2. Insulin resistance impairs endothelial function by reducing nitric oxide production, leading to stiffer, less flexible blood vessels that cannot dilate properly.
3. Insulin resistance triggers chronic systemic inflammation through pro-inflammatory cytokines (TNF-α, IL-6, IL-1), which further impairs insulin signalling and damages tissues throughout the body.

These are not theoretical mechanisms. These are established, peer-reviewed, replicated findings from the world’s leading medical research institutions.
When blood pressure medications suppress one symptom (high BP) without addressing insulin resistance, all of these mechanisms continue operating in the background, quietly damaging your body.
Our approach reverses insulin resistance at the root, allowing all five mechanisms to resolve naturally—as the science demonstrates they will when the underlying cause is addressed.

Clinical Implications: Why Treating the Root Cause Works Better
The research reveals a critical insight that validates our root-cause approach:

The Bidirectional Relationship:
Studies show that insulin resistance and RAAS activation create a vicious cycle:
• Insulin resistance activates RAAS → causing hypertension
• Activated RAAS worsens insulin resistance → perpetuating the cycle
Research demonstrates that RAAS blockers (ACE inhibitors, ARBs) modestly improve insulin sensitivity, proving this bidirectional relationship exists.
But here’s the critical question: If insulin resistance is what activated RAAS in the first place, why not address the insulin resistance directly?

Two Approaches to Breaking the Cycle:
Conventional Approach: Block RAAS with medication
– Breaks the cycle at one point (RAAS activation)
– Modestly improves insulin sensitivity (10-20% improvement)
– Requires lifelong medication
– Insulin resistance remains elevated, continuing to drive other pathways
– Other mechanisms (endothelial dysfunction, inflammation) continue unchecked
– Side effects common (cough, dizziness, elevated potassium, fatigue)

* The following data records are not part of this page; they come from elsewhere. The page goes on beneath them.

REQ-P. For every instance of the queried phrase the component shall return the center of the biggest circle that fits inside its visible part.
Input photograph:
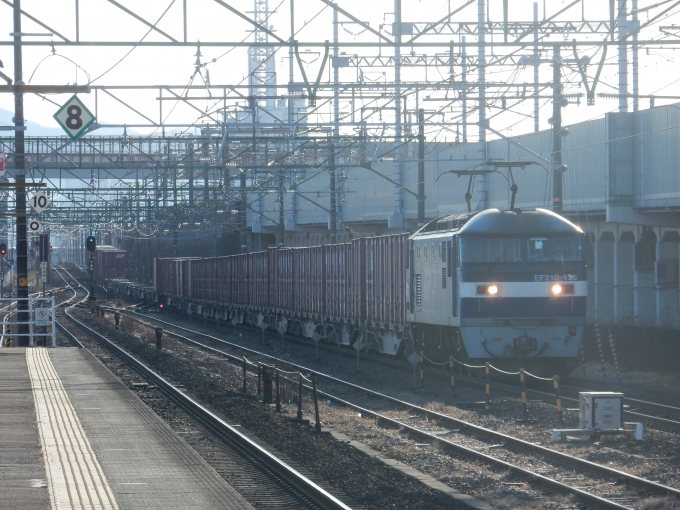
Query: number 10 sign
(74, 117)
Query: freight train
(506, 287)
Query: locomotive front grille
(524, 344)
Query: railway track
(651, 414)
(556, 470)
(262, 478)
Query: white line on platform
(74, 477)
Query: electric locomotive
(505, 287)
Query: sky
(209, 22)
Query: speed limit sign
(39, 202)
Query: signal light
(91, 243)
(558, 289)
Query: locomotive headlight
(560, 289)
(489, 290)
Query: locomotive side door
(452, 267)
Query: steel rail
(634, 480)
(222, 428)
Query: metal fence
(42, 322)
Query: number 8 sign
(74, 117)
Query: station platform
(73, 436)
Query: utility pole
(558, 102)
(333, 220)
(622, 26)
(20, 194)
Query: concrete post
(624, 255)
(644, 290)
(667, 268)
(604, 277)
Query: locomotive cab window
(495, 251)
(555, 249)
(490, 250)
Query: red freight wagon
(111, 262)
(282, 276)
(386, 280)
(308, 285)
(356, 294)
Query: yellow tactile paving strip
(74, 477)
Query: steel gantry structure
(233, 150)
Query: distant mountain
(33, 129)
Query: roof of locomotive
(494, 221)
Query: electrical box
(600, 410)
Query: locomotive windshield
(502, 250)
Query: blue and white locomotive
(507, 287)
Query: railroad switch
(159, 337)
(267, 384)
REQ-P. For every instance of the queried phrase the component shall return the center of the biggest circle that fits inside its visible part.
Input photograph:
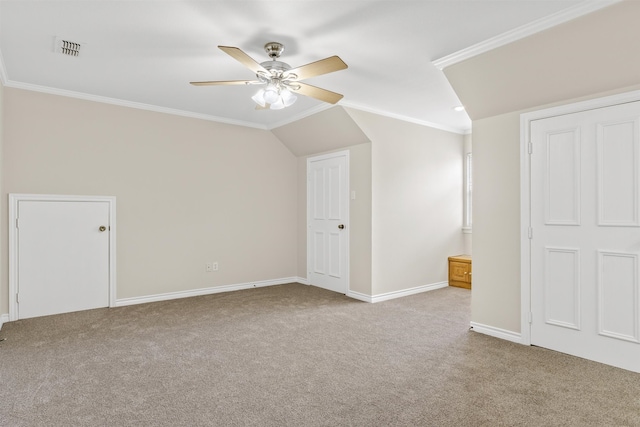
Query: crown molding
(130, 104)
(190, 114)
(534, 27)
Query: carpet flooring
(296, 355)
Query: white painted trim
(203, 291)
(193, 115)
(359, 296)
(396, 294)
(452, 129)
(346, 155)
(525, 189)
(497, 332)
(13, 240)
(406, 292)
(130, 104)
(534, 27)
(3, 71)
(4, 318)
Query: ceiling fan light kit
(280, 79)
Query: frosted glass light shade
(271, 94)
(287, 97)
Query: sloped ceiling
(145, 53)
(325, 131)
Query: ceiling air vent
(66, 47)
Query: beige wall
(359, 218)
(592, 54)
(586, 58)
(188, 191)
(496, 222)
(467, 148)
(416, 201)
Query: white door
(327, 220)
(63, 256)
(585, 217)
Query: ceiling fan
(281, 81)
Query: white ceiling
(144, 53)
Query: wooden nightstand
(460, 271)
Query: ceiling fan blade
(243, 58)
(227, 82)
(317, 93)
(324, 66)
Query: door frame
(14, 200)
(346, 200)
(525, 190)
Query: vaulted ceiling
(145, 53)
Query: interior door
(585, 201)
(327, 221)
(63, 256)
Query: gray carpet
(296, 355)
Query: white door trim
(13, 241)
(525, 191)
(345, 154)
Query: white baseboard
(497, 332)
(359, 296)
(410, 291)
(396, 294)
(204, 291)
(4, 318)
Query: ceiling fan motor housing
(274, 49)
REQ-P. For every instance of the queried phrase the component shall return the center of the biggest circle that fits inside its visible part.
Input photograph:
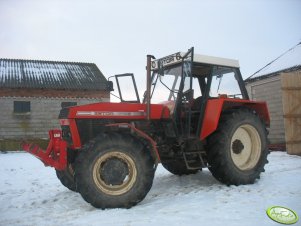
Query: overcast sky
(117, 35)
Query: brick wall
(269, 90)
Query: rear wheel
(67, 177)
(114, 171)
(237, 151)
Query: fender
(215, 107)
(153, 143)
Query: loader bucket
(56, 153)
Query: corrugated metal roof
(287, 62)
(51, 75)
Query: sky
(117, 35)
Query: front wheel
(237, 151)
(114, 171)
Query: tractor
(109, 152)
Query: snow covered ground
(30, 194)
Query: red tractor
(108, 152)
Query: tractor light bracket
(56, 153)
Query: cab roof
(197, 58)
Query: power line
(274, 60)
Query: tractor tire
(114, 171)
(237, 151)
(67, 177)
(178, 168)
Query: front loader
(108, 152)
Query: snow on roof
(289, 61)
(51, 74)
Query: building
(280, 85)
(32, 93)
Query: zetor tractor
(108, 152)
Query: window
(21, 107)
(68, 104)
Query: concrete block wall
(34, 125)
(269, 90)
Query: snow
(30, 194)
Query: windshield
(166, 84)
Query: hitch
(56, 153)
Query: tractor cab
(184, 82)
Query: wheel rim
(114, 173)
(245, 147)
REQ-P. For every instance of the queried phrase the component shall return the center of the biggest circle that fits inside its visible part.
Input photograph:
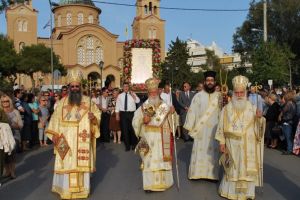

Our Root-Cause Approach: Reverse insulin resistance directly
– Breaks the cycle at its origin (insulin resistance itself)
– Insulin resistance resolves completely (HOMA-IR normalises)
– RAAS deactivates naturally without medication
– Endothelial function restores as insulin sensitivity improves
– Chronic inflammation resolves as gut heals and insulin normalises
– All five mechanisms resolve simultaneously
– No medications needed long-term
– No side effects—only positive health improvements

The Logic Is Inescapable:
If the research proves that:
1. Insulin resistance CAUSES RAAS activation, endothelial dysfunction, and inflammation
2. Blocking ONE pathway (RAAS) provides only modest improvement
3. Reversing insulin resistance deactivates ALL pathways simultaneously

Then treating insulin resistance directly is not just an alternative—it’s the only approach that addresses the complete pathophysiology.

What the Research Shows Actually Works:

The same research documenting these mechanisms also demonstrates what reverses them:
– Very low carbohydrate diets dramatically improve insulin sensitivity by reducing glucose and insulin exposure
– Intermittent fasting enhances insulin sensitivity and promotes autophagy (cellular repair)
– Weight loss reduces inflammatory cytokines and improves insulin signalling
– Exercise increases glucose uptake independent of insulin and improves insulin sensitivity
– Gut healing reduces systemic inflammation by restoring intestinal barrier integrity

Our 90-Day Integrative Remission Program combines all of these evidence-based interventions to reverse insulin resistance at its source.

Bottom Line:

We’re not rejecting pharmaceutical interventions—we acknowledge they can be lifesaving in acute situations. But the peer-reviewed research makes it clear that insulin resistance is the root cause driving RAAS activation, endothelial dysfunction, and chronic inflammation.

Medications suppress symptoms while the underlying pathology continues. Our approach addresses the documented root cause, allowing all mechanisms to resolve naturally as the research demonstrates they will.
This isn’t alternative medicine—instead, it’s applying the scientific evidence at a deeper level.